Oleh karena itu, sebagian besar pertandingan bersifat langsung dan hanya satu catatan, tidak mendorong penggunaan strategi yang rumit untuk menang. Mode permainan yang berbeda memecah aksi monoton sampai batas tertentu, dengan Rocket Arena mengumpulkan semuanya di bawah daftar putar Arena tunggal. Di sini Anda bermain melalui beberapa jenis pertandingan multipemain yang umum, termasuk pertandingan kematian, kontrol titik, dan putaran bola roket saat menangkap bendera. Tidak ada yang menonjol karena sangat menarik dan tidak memanfaatkan penembakan berbasis roket dengan cara yang menyenangkan atau baru. Di luar Arena, Rocket Arena menawarkan playlist deathmatch langsung, permainan Ranked Arena, dan mode survival gelombang kooperatif yang dapat dilupakan.

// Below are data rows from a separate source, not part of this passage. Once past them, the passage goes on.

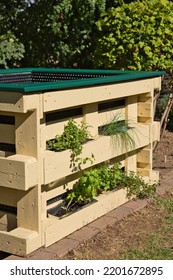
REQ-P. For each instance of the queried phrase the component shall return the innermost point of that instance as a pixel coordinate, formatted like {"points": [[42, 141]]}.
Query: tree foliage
{"points": [[58, 33], [136, 36], [11, 49]]}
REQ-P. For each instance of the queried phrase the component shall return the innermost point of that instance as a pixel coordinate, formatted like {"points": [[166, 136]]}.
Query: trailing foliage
{"points": [[106, 178], [73, 138], [137, 36]]}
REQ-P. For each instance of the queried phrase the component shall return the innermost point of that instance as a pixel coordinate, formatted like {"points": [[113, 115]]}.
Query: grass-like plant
{"points": [[72, 138], [120, 131]]}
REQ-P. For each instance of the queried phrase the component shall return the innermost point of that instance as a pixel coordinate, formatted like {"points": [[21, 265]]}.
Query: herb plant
{"points": [[73, 138], [106, 178], [120, 131]]}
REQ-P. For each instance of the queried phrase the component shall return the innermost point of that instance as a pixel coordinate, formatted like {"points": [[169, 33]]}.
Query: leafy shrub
{"points": [[106, 178], [136, 36], [11, 50]]}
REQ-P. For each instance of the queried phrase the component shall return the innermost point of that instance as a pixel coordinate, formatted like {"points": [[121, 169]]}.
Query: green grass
{"points": [[157, 245], [120, 131]]}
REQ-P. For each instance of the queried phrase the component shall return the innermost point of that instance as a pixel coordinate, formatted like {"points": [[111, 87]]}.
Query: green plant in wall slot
{"points": [[73, 138], [102, 178], [121, 132]]}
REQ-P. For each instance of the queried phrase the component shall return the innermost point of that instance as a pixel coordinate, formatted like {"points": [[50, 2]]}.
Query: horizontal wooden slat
{"points": [[7, 133], [58, 164], [19, 241], [51, 130], [145, 109], [76, 97], [11, 102]]}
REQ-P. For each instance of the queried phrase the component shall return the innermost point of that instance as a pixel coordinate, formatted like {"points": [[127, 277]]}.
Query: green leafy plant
{"points": [[136, 186], [136, 36], [120, 131], [73, 138], [107, 178], [93, 182]]}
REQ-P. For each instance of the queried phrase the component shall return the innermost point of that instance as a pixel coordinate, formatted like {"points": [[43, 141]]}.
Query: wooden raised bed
{"points": [[35, 104]]}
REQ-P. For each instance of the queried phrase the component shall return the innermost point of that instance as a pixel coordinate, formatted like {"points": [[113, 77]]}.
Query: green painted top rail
{"points": [[28, 80]]}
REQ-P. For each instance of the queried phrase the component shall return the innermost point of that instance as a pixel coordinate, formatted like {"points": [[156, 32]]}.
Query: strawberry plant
{"points": [[73, 138]]}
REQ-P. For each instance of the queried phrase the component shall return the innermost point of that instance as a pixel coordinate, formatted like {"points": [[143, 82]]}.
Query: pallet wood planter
{"points": [[35, 104]]}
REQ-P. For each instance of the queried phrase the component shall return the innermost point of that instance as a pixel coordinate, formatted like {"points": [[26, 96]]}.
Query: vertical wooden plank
{"points": [[131, 116], [90, 112], [26, 134], [28, 210]]}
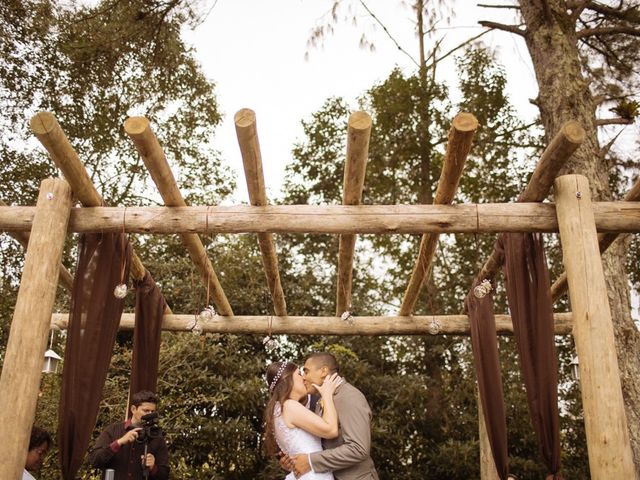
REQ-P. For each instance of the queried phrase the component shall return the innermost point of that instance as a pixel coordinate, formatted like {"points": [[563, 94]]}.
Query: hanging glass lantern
{"points": [[51, 361], [575, 368], [120, 291], [51, 358]]}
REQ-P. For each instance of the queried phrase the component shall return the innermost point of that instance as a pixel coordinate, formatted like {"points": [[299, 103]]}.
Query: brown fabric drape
{"points": [[484, 341], [93, 323], [150, 305], [528, 291]]}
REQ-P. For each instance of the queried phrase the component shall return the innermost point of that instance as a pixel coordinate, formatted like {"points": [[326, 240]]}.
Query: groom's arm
{"points": [[355, 421]]}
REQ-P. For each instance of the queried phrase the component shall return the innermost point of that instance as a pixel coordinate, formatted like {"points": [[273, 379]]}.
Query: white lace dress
{"points": [[293, 441]]}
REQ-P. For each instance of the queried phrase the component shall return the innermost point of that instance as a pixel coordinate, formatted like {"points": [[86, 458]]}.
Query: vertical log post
{"points": [[358, 133], [604, 416], [47, 129], [24, 357], [247, 133], [155, 160], [463, 128], [605, 240]]}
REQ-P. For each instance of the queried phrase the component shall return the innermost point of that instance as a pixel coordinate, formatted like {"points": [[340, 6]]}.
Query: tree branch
{"points": [[590, 32], [631, 14], [605, 149], [507, 28], [364, 5], [466, 42], [600, 122]]}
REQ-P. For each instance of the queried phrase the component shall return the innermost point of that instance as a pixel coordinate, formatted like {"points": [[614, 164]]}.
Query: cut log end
{"points": [[574, 132], [244, 118], [360, 120], [135, 125], [465, 122], [43, 123]]}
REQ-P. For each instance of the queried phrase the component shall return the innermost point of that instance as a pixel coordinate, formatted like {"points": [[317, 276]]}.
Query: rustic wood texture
{"points": [[487, 465], [604, 415], [47, 129], [611, 217], [605, 240], [463, 128], [555, 156], [358, 133], [65, 279], [24, 356], [154, 158], [247, 133], [296, 325]]}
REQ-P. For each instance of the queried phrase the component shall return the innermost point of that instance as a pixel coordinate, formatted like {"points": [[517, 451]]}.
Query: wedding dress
{"points": [[293, 441]]}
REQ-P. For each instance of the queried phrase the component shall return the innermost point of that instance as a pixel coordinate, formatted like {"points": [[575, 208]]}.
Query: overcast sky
{"points": [[254, 50]]}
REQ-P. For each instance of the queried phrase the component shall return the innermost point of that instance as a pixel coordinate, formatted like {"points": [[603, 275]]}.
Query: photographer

Rocket Arena memadukan perkembangan karakter tradisional dan beberapa ornamen dari penembak free-to-play, termasuk item kosmetik untuk dibeli melalui transaksi mikro dan tiket masuk musim dengan pembukaan kunci dalam game tambahan. Karakter baru dijanjikan untuk setiap musim baru permainan kompetitif, yang semuanya juga gratis untuk semua pemain. Ini juga menampilkan perkembangan karakter standar, dengan kosmetik tambahan seperti skin alternatif, spanduk, dan lebih banyak lagi yang terkunci di belakang level individu masing-masing karakter. Item yang memengaruhi alur game tidak dapat dibeli, dan hanya sedikit skin yang memerlukan uang dunia nyata atau sebagian besar mata uang dalam game yang Anda peroleh saat bermain. Manfaat karakter pasif dibuka terlepas dari level karakter individu, dan juga dapat dibagikan antar karakter. Mereka tidak

Pendekatan Rocket Arena untuk menjadi penembak yang lebih mudah didekati, dari karakternya yang penuh warna dan aneh hingga mekanisme peluncur roketnya yang pemaaf, membuatnya mudah untuk diapresiasi pada pandangan pertama. Perpaduan hingar bingar antara pemotretan berbasis ledakan dan kemampuan karakter yang mudah dipahami memungkinkan Anda mulai bersenang-senang dengan cepat, tetapi kurangnya kedalaman dan mode yang tidak menarik tidak menjaga momentum. Rocket Arena merongrong kail lompat roket utamanya dengan membuat strategi ini menjadi tidak berarti di antara mekanisme lainnya, dan penembakannya menjadi basi dalam prosesnya. Ada kesenangan terbatas yang bisa didapat dengan aksi penembakan yang hingar-bingar dan cepat, tetapi tidak memiliki daya tarik yang kuat.